Automating the everyday

And so my journey into automation continues... Always looking for opportunities to put some automation into practice, I set myself the (somewhat artificial) challenge of writing a helper script that would take a list of URLs and give an interface where you could quickly open any of them in any chosen browser (so more concerned with the automation framework than actual running of tests).

To make it feel like a real project I even wrote myself a brief functional spec:

Read in list of URLs and assign numbers
Command prompt
- n = load next
- p = load previous
- l = show list of URLs with numbers
- number = load URL with that number
- switch browser context (method TBD)

As before I was using Python 3 with Selenium, and the script was surprisingly satisfying to write. I started with the basic step of opening a text file and reading in URLs and built the rest of the functionality outwards from there one step at a time, first opening a browser instance, then getting it to open a given URL, finally wiring that into the choice made by the user and so on.
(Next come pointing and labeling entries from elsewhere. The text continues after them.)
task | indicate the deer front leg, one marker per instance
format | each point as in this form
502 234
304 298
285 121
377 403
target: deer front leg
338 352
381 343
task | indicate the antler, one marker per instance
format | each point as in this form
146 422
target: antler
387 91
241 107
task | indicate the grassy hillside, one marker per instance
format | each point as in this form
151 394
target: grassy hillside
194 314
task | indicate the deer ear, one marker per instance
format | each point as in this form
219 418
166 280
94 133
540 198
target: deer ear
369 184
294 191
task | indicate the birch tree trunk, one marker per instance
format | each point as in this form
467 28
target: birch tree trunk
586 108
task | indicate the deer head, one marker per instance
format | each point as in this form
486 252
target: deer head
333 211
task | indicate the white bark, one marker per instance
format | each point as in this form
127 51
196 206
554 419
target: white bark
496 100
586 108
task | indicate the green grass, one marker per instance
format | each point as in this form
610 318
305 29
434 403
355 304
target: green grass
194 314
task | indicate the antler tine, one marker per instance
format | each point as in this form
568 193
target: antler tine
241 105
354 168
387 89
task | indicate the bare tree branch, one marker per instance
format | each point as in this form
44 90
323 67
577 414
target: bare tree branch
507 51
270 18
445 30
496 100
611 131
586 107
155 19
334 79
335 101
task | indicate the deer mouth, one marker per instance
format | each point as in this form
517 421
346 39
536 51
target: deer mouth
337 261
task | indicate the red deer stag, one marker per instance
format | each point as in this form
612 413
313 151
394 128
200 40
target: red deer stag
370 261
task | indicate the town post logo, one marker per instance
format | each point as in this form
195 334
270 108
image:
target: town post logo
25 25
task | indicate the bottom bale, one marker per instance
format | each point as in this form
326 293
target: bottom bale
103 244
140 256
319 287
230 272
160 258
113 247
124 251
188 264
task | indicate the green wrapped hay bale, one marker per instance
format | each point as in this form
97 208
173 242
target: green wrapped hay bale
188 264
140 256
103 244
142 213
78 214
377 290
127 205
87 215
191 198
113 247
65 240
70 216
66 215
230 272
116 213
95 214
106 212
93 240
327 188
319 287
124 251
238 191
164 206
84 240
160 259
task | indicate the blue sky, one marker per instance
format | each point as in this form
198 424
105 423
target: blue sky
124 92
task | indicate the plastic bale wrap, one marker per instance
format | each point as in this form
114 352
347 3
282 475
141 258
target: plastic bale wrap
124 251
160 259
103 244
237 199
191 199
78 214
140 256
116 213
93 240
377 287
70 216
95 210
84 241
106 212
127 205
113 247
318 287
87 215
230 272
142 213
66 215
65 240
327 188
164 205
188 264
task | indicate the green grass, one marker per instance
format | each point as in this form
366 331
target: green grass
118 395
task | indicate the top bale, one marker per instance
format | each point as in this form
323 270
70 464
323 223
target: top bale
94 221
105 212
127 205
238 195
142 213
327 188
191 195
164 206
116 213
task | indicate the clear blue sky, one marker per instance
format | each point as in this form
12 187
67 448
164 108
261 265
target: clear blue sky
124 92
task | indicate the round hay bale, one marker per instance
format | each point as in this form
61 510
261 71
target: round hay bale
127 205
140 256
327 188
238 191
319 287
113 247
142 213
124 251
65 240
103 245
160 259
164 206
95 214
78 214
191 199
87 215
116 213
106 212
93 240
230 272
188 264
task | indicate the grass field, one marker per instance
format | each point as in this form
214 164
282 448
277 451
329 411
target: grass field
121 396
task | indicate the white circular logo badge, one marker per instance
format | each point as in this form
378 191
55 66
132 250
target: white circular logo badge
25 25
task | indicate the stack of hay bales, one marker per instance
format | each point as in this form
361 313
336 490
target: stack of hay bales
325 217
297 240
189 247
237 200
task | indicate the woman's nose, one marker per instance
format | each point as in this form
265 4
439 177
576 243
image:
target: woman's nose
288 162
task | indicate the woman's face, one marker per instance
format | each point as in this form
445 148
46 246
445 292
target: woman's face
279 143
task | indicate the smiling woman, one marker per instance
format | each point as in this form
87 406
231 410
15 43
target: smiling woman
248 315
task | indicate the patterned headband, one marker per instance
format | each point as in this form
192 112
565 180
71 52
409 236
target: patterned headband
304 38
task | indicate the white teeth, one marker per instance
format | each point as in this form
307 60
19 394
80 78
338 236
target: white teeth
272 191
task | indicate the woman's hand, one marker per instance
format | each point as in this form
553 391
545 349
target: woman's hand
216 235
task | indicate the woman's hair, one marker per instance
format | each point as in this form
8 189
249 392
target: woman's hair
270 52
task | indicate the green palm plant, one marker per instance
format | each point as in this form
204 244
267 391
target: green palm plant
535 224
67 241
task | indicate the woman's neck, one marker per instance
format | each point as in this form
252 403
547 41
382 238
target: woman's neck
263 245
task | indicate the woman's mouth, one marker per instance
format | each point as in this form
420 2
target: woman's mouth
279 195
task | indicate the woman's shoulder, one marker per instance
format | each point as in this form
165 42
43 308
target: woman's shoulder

More functionality suggested itself as I went along, for example at one point I was working at home (due to a snow day!) and had a list of static URL pages that weren't linked by any easy navigation, all of which needed a brief sanity check. I was working off a single screen which made the flicking between the list of URLs and browser window a bit awkward, so instead I wired up a "view all in sequence" option in the helper tool and all I had to do was hit return in a small command window to move on to the next URL. Not a huge time saving but it did mean I could concentrate more on the task at hand.

I think this may be the way my automation experience goes for the time being - most of what I test at the moment is presentation-heavy rather than rich in functionality, and often very transient, so the opportunities for full automation are few and far between. I think the main benefit of automation for me at the moment will be the ability to build tools that will take the strain off some of the more repetitive jobs (e.g. logging-in sequences or navigation through a particular sequence of pages/functionality to get to the point where I'm currently testing). Following this first success I'll definitely be keeping my eyes open for more opportunities to use automated helper scripts, and will share my experiences here as and when they crop up.